Technicolor Angels

Ariel, Giclee Print, (8.75 x 6.5 in.)
Jophiel, Giclee Print, (8.7 x 6.5 in.)
























I have completed ten collages created from monotype papers around the subject of Angels.  These images will be exhibited as an editioned series of Giclee Prints in my studio during the 2011 Vashon Island Holiday Studio Tour.  Above and below are four of the ten images.

Winged beings have played mythic roles in many cultures through time. Zetos and Kalais, the winged sons of Boreas, God of the North Wind, were two of Jason’s companions in the Argnautica.  Though Hermes, Zeus’s express messenger, wore his wings on his boots, his Olympian compatriots Nike and Cupid wore theirs where we have come to expect, sprouting from their shoulders.   That’s generally where you will find them attached in depictions of Valkyries in Norse tradition, Faeries in Celtic myth and of course to Cherubim, Seraphim and depictions of Angels in contemporary Jewish and Christian tradition.

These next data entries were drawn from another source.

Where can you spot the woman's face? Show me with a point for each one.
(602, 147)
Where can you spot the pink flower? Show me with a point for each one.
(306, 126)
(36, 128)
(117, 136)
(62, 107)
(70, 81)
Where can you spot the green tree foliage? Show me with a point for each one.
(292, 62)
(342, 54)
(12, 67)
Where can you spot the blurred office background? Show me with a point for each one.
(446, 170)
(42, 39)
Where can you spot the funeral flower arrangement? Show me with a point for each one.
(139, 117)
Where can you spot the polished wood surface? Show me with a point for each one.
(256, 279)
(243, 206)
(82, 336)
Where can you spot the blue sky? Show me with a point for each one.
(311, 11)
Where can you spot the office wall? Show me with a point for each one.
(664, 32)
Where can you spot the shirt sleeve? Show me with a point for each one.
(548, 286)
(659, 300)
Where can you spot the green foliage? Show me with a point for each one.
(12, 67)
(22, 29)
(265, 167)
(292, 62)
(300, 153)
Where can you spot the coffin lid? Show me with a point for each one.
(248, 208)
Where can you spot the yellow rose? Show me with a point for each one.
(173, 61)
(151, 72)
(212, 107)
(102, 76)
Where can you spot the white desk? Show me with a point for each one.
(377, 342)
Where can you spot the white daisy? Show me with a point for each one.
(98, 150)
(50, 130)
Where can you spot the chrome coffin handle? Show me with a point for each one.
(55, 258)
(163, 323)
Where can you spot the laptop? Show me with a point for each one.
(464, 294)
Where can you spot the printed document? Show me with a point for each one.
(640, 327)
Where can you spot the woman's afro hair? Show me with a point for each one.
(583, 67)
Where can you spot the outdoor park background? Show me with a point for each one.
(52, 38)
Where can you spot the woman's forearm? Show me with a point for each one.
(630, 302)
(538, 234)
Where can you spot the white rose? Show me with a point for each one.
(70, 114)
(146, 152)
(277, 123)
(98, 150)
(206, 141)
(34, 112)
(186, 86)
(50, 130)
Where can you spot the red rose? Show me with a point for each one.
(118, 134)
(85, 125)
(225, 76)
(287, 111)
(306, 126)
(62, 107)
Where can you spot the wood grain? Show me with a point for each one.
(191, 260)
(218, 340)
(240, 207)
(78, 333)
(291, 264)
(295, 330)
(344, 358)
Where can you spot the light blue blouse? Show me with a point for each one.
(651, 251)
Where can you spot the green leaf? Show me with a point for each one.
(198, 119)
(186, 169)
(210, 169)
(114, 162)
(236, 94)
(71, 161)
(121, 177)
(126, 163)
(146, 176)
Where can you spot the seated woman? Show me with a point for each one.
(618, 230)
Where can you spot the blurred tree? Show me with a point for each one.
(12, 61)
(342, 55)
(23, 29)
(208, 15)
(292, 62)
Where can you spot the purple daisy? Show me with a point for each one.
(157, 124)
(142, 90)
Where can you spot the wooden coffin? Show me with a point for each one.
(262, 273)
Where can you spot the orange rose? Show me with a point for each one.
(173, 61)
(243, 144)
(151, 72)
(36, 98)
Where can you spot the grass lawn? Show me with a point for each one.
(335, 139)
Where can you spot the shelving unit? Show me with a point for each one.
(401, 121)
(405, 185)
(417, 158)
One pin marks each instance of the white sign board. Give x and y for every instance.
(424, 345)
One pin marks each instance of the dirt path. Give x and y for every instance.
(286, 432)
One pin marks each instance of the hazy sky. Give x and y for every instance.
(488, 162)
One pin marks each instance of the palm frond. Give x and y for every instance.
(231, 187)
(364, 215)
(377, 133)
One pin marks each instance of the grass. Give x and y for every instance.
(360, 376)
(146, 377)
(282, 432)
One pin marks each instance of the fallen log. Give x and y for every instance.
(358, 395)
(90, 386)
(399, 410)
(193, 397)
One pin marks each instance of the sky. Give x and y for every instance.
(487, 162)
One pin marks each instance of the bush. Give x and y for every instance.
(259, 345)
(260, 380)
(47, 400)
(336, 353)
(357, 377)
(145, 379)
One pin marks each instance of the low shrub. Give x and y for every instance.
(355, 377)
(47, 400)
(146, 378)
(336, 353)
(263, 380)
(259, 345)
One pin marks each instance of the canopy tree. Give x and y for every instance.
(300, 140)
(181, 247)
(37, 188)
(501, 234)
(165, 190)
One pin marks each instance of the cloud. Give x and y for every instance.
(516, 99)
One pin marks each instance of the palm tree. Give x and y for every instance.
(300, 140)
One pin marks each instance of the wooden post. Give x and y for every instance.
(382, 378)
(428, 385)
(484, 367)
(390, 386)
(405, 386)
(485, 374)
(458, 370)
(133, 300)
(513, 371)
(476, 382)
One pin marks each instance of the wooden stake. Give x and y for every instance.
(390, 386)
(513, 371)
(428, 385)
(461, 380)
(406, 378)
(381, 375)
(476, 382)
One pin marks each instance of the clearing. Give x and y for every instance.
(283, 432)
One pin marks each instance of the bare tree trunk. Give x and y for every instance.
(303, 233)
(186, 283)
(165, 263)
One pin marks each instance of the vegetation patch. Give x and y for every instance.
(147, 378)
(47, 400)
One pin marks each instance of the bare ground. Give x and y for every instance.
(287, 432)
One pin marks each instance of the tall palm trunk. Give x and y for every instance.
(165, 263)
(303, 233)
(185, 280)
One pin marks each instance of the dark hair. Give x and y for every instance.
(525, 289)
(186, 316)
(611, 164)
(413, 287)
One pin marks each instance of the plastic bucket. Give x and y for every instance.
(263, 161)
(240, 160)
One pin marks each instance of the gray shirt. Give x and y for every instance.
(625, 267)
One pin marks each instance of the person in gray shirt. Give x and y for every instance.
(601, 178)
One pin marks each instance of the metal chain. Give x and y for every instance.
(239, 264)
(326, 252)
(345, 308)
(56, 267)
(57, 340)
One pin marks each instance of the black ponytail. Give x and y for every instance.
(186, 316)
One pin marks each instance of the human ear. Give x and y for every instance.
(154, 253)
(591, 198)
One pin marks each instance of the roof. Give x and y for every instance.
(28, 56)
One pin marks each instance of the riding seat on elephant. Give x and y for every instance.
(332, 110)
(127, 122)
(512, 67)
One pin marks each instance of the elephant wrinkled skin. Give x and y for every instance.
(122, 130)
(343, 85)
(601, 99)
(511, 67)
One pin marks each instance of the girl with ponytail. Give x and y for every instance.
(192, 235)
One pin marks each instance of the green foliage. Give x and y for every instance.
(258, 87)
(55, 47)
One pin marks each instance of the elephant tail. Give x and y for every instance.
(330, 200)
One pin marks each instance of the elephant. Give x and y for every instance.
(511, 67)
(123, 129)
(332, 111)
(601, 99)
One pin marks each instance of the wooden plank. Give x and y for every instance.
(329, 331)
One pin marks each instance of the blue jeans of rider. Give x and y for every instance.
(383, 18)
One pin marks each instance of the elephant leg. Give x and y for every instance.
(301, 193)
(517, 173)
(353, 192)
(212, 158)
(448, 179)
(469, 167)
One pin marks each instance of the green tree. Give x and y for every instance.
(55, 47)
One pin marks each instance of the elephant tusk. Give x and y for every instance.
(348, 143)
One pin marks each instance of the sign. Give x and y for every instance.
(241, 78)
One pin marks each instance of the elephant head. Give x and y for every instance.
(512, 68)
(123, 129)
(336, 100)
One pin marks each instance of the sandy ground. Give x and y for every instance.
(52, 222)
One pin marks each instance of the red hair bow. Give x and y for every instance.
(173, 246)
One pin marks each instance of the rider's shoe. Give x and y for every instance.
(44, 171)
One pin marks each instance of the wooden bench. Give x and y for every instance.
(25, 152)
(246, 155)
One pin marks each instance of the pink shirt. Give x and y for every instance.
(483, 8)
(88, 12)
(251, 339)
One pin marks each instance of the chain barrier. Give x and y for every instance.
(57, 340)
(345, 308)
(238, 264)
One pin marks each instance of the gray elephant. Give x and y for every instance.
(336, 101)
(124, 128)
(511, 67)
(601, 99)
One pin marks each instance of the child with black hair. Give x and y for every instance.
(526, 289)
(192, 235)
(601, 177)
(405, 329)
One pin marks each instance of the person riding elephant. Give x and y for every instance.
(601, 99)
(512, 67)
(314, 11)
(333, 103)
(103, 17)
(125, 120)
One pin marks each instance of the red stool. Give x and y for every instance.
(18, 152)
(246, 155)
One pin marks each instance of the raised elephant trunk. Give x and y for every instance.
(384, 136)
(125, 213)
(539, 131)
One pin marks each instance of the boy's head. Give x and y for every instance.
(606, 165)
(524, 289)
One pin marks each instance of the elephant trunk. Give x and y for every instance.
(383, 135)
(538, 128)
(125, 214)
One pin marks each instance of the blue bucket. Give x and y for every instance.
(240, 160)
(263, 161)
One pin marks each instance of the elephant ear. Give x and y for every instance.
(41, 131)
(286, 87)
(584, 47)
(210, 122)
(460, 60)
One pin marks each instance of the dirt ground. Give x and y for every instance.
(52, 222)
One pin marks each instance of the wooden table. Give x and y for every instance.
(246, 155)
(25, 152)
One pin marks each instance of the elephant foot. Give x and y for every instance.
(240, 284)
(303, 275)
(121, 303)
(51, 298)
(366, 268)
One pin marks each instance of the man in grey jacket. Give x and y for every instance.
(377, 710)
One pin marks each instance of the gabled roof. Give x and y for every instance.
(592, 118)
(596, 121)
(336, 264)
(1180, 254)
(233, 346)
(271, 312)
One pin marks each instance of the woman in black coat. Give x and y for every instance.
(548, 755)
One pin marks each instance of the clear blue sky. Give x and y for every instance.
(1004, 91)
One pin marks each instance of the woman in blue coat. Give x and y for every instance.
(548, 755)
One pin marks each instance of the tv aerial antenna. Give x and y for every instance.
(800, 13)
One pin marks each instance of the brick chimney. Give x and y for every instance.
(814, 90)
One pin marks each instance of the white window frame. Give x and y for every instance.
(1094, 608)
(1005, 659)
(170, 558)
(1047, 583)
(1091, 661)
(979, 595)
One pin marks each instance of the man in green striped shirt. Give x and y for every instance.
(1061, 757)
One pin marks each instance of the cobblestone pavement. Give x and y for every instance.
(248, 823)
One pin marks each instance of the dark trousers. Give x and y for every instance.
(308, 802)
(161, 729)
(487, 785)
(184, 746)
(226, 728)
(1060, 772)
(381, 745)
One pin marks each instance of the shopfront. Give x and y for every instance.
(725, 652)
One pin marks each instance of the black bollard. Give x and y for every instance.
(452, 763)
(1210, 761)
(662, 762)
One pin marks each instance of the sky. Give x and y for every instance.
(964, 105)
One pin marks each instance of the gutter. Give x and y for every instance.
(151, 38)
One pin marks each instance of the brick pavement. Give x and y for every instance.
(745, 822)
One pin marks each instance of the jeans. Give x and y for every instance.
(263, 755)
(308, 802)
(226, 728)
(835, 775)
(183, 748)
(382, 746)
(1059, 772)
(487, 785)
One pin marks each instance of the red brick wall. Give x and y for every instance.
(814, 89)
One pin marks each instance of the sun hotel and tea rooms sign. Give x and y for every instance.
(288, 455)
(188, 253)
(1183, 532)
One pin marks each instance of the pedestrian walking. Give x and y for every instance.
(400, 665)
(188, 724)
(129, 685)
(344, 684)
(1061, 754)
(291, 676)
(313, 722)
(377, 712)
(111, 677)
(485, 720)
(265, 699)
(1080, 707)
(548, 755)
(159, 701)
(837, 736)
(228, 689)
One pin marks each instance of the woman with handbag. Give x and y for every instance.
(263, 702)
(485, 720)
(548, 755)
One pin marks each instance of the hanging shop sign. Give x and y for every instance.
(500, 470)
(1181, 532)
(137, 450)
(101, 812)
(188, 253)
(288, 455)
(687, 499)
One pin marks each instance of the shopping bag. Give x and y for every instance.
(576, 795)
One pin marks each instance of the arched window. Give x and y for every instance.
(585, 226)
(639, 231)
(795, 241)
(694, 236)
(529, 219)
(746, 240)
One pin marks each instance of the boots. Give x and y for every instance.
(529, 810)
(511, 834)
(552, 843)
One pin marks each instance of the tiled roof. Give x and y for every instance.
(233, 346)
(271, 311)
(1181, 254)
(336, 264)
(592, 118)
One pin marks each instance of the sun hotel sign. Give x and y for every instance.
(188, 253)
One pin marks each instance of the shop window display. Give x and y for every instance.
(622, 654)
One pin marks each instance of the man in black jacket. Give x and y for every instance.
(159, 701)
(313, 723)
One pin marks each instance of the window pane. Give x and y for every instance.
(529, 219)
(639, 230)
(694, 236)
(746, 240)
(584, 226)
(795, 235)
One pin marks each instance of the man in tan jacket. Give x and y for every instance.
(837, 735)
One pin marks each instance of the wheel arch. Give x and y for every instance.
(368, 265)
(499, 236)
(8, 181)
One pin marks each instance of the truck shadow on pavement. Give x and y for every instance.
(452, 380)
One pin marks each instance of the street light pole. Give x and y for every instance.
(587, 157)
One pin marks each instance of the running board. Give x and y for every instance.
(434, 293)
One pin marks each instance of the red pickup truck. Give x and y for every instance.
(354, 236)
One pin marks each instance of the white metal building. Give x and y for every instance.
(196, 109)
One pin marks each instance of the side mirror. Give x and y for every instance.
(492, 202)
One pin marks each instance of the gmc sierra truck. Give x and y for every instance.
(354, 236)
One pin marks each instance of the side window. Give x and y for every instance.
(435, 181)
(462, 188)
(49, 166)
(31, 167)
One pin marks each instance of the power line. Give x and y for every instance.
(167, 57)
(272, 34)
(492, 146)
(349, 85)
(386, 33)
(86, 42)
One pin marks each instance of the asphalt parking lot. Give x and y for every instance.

The English word angel, derived from the Greek ἄγγελος, means messenger.  No where in the Bible are these divine messengers described as winged nor are they represented in that way in early Christian art.  Sometime in the later part of the 4th century however, Angels appear suddenly to have grown them or at least artwork began depicting divine messengers complete with wings and another fashionable innovation of the period, halos. 

My Angel imagery is primarily inspired by the paintings of the early Italian Renaissance artist Fra Angelico.  I have always admired his various depictions of the Annunciation and his rendering of Angel Gabriel's technicolor wings.